I’ve tried very hard to track home birth deaths (mostly via the internet and news papers), and it is a very difficult task. I know that many women who lost their babies to home birth do not believe the deaths were preventable, and don’t wish to sully the reputation of home birth by sharing their stories in public. There are others who understandably want to keep their grief private for reasons unrelated to choosing a home birth. I’ve had to ignore a lot of the home birth deaths I’ve found because a state and year were not available to properly catalog them on the home birth fatality map.
However, there are statistics available to give the public an idea of how many of babies die as a result of home births and natural child birth ideology.
MANA (Midwives Alliance of North America) released the results of a non-random survey recently. They call it a “study” when it is nothing of the sort. It is a voluntary survey with less than half of participants staying with the project until its completion. Data was voluntarily reported on 16,000 births. The results of the MANA stats project under-represents the number of home birth related deaths, but I will still use these numbers to give home birth midwives the best chance to prove that their practices are safe.
According to an independent statistician, the results of MANA’s project are as follows:
So, for a comparable group of infants born in the hospital, with congenital abnormalities excluded, the combined neonatal and intrapartum death rate is at most 0.7 per thousand. The combined neonatal and intrapartum death rate for the MANA STATS group, with congenital abnormalities excluded, was 2.06 per thousand, which is significantly higher. (p<.0001, highly statistically significant.)
In other words, the expected number of deaths from causes other than congenital anomalies was at most 12, and the actual number of deaths was 35 (44 with anomalies included). It is clear that home birth substantially increases the risk of neonatal death and of intrapartum death.
According to the CDC the rate of out of hospital birth was 1.36% nationally as of 2012.
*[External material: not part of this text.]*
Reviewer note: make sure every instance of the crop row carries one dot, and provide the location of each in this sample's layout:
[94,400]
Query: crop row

According to the CDC 3,952,841 births were registered in the U.S. in 2012.
1.36% of 3,952,841 is 53,759 births.
If you use MANA’s overly optimistic numbers, 110 babies died at home births in 2102. The rate of death for the same number of babies in the hospital is 38. 110 minus 38 equals 72.
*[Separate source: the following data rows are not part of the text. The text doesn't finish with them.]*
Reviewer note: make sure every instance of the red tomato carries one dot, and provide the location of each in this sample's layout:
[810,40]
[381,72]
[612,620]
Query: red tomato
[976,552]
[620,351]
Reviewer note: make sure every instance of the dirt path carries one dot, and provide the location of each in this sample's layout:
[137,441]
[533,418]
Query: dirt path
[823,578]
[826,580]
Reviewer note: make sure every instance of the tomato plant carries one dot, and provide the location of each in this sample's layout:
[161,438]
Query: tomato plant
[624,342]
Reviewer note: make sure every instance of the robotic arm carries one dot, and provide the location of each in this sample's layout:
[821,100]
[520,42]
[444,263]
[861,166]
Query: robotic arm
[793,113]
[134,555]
That means at least 72 babies died because they were born at home that year. It is likely more. Midwives who have multiple adverse outcomes likely chose to keep their data to themselves.
I also know that there is no real tracking of the deaths that are caused by Unassisted Child Birth (also called “free birth”), and that freebirthers are encouraged to lie to authorities if their baby dies. They say they just couldn’t get to the hospital in time. I know that a midwife can make a birth more or less dangerous by being there- sometimes a UC mom will go to the hospital when a midwife would have discouraged doing so, or vice versa. There is no doubt that these deaths are overwhelmingly the result of natural child birth philosophy.
There is not any information on how many midwives failed to attend a birth that ended in death as a result, despite knowing that this can and does happen to mothers. Dreah Louis and Vylette’s mother both lost a baby this way. It does not seem possible for midwives to report on a birth that they weren’t even there for.
The skeptical OB, who is very good at finding and posting about home birth deaths, only found 23 in 2012. Less than half of the minimum that could be expected.
Some people may be thinking that it is hard to use statistics for a five year period on any given year, but home birth midwifery doesn’t really change. Like all pseudoscience it has no advances, and practitioners believe things are fine the way they are.
I am sure other people are saying that 72 deaths is too small a number to be concerned about. 34 children died of heat stroke from being left in cars in 2012, and the outrage over the deaths is considerable. The issue with deaths from home birth or being left in cars isn’t the number, its that they were completely preventable, and that parents have a duty to protect their children from preventable deaths. This is just an estimate of a single year, these tragedies are repeated each and every year.
Reading a number doesn’t really do justice to what these deaths mean. I am going to try and represent them visually, by posting 72 pairs of baby shoes. Each pair represents the unfulfilled hopes of parents for their children’s first step, first word, first everything.